I recently had a talk with my doctor about the use of antibiotics, especially those used on animals in the meat industry. 80% of the antibiotics in the U.S. go to this purpose. Why? Is it because the animals are getting sick or to prevent the spread of sickness? No, the antibiotics are given in low doses over the life of the animal because it makes them grow faster! Not only is this ridiculous, using human drugs needlessly on animals just to make them grow faster so they can be slaughtered quicker, it’s a clear path to the creation of antibiotic resistant strains of bacteria!

The importance of using antibiotics wisely can’t be stressed enough. When you go to the doctor and get a prescription for antibiotics, they always tell you to finish the entire bottle, even if you begin to feel better sooner. This is because you may begin to feel better before the bad bacteria is completely wiped out. Even with your body on the path to recovery, your immune system could help finish off the bacteria, but if you don’t finish that bottle of antibiotics and make sure the strain is completely gone, the strain could develop a resistance to antibiotics.

It’s similar to how a flu shot is supposed to work. The body is injected with just enough of the virus to build up a resistance to it.
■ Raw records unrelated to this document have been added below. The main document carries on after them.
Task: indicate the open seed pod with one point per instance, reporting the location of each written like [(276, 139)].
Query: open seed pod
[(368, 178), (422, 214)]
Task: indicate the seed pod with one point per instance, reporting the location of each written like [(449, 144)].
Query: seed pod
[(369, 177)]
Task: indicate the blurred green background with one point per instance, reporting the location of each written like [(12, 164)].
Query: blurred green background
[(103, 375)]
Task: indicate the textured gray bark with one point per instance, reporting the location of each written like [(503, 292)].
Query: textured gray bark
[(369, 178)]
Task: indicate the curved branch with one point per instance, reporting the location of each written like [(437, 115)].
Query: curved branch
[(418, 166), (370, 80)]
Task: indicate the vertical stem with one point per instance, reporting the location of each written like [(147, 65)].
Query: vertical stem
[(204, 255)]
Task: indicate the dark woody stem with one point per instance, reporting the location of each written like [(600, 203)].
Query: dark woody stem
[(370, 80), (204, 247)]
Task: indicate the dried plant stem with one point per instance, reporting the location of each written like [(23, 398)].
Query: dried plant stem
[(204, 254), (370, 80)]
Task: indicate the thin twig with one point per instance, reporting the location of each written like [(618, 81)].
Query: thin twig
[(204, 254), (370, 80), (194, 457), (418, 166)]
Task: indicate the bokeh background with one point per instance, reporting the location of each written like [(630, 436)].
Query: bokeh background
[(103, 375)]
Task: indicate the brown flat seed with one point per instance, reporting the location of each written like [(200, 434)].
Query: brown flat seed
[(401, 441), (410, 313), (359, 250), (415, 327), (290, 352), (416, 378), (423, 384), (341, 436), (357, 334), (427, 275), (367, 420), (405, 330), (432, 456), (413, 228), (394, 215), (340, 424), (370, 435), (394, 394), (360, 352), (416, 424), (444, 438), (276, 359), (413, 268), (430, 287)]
It doesn’t guarantee you won’t get the flu, but it’s supposed to help lower your chances. Well, the same things happens to the strains of bacteria when they get a low dose of antibiotics. By now it should be easy to see why giving animals low doses of antibiotics can be a problem. These doses aren’t usually enough to kill off strains of bacteria, and in the end they could very possibly be making the strains of bacteria stronger. Many of these animals are also given hormones, and the meat is treated with additives, “flavor enhancers,” and probably a few other chemicals. Because the animals are raised confined in small cages, forced to grow unnaturally fast, and given so many chemical additives, you don’t really know what you’re getting when you get to the grocery store, and the taste will be far from ideal.

One option is to avoid eating meat. For vegans and vegetarians, this is as much about the rights of animals,  fighting the cruelty of slaughter houses and sustainability as it is about their own health. But the decisions of this minority aren’t really enough to change the big picture. The farming industry will continue churning with few changes unless the majority of people begin to take action.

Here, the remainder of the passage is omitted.